L’artiste évoque lui-même des morceaux « journalistiques », comme si chaque titre observait les failles humaines avec lucidité. Cette approche donne naissance à des architectures sonores mouvantes, nourries d’improvisations et de climats méditatifs qui rappellent parfois certaines démarches du rock progressif instrumental européen contemporain.

Le morceau Le Clochard Céleste, accompagné d’une captation live réalisée au studio La Face B, illustre parfaitement cette volonté de conjuguer spontanéité et profondeur émotionnelle. Le titre laisse respirer les silences autant que les envolées de guitare, dans une esthétique qui privilégie l’immersion à l’efficacité immédiate.

Un musicien au cœur de multiples projets

Depuis plusieurs années, Mathieu Torres multiplie les collaborations et projets parallèles. On le retrouve notamment au sein de M’Z, La théorie des cordes, Matziz, Zhorhann, The Diogenes, Adelphya ou encore Inland Motel. Cette diversité artistique nourrit naturellement son travail solo, où convergent différentes sensibilités musicales sans jamais perdre en cohérence.

À travers Sanctuaire, le guitariste semble vouloir créer un espace suspendu, un refuge sonore où l’auditeur est invité à ralentir, écouter et ressentir. Une proposition artistique exigeante mais accessible émotionnellement, portée par un vrai sens de la nuance et de la respiration musicale.

Dans une époque où beaucoup de productions misent sur l’instantanéité, Sanctuaire prend le parti inverse : celui de la contemplation, de la profondeur et du temps long. Un disque qui demande sans doute plusieurs écoutes pour révéler toute sa richesse, mais qui pourrait bien séduire les amateurs de voyages sonores habités et de rock instrumental à forte dimension émotionnelle.

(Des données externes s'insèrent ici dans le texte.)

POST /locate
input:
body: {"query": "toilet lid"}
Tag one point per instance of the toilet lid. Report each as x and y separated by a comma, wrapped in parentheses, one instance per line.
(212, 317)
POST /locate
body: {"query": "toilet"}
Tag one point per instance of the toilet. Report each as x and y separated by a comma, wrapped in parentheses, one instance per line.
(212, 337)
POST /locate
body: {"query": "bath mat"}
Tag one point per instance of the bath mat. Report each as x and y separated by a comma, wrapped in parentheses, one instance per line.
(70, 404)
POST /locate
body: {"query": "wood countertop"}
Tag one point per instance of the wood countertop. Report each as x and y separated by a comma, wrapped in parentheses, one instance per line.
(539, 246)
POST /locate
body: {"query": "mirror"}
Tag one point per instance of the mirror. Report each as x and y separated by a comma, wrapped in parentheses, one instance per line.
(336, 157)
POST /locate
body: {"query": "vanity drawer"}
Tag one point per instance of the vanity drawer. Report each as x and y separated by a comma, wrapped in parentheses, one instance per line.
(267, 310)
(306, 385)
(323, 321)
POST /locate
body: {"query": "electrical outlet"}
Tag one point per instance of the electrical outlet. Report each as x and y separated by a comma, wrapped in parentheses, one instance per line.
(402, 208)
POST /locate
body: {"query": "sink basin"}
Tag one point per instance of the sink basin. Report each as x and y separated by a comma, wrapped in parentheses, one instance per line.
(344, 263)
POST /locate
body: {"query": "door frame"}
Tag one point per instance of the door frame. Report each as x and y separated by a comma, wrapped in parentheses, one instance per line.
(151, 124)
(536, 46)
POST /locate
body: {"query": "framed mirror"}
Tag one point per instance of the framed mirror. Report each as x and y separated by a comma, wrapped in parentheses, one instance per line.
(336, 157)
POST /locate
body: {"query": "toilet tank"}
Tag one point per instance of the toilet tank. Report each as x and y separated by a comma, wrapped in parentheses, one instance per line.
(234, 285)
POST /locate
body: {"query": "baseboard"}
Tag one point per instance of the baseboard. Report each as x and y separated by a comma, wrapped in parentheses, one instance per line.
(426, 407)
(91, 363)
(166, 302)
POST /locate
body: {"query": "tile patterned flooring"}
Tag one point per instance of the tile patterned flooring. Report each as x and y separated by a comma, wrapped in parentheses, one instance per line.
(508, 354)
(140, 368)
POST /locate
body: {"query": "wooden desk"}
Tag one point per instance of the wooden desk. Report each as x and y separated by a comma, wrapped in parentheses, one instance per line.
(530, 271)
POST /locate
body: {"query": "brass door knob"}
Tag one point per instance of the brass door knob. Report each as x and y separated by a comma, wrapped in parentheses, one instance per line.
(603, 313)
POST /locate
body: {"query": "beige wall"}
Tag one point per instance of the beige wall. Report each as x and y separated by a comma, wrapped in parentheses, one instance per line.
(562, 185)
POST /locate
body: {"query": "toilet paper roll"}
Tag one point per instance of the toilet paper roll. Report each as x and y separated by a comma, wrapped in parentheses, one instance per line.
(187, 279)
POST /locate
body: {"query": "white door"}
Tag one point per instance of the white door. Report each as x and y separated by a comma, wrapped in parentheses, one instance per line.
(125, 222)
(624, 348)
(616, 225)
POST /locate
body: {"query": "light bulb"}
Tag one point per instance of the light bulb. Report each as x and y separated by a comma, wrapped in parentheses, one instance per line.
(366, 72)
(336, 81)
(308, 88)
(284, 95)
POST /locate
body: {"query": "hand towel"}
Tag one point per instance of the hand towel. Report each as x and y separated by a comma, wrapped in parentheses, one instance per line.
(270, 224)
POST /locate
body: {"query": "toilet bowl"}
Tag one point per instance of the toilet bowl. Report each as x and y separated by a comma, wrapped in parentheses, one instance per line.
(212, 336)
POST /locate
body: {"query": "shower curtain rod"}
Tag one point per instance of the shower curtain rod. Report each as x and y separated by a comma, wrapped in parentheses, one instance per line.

Sanctuaire confirme une identité artistique singulière

Avec ce nouvel album, Mathieu Torres affirme davantage encore une identité musicale personnelle, loin des formats standardisés. Son approche artisanale du son, la place accordée à l’improvisation et cette recherche permanente d’équilibre entre tension et apaisement donnent à Sanctuaire une vraie dimension cinématographique.

L’album s’annonce ainsi comme une œuvre de transition autant que d’affirmation, capable de toucher aussi bien les amateurs de post-rock atmosphérique que les passionnés de musiques progressives et expérimentales.

Discographie de Mathieu Torres en solo

2026 – Desconegut
2026 – Sanctuaire

Pour consulter ses multiples réalisations et collaborations, je vous invite à consulter sa page Bandcamp.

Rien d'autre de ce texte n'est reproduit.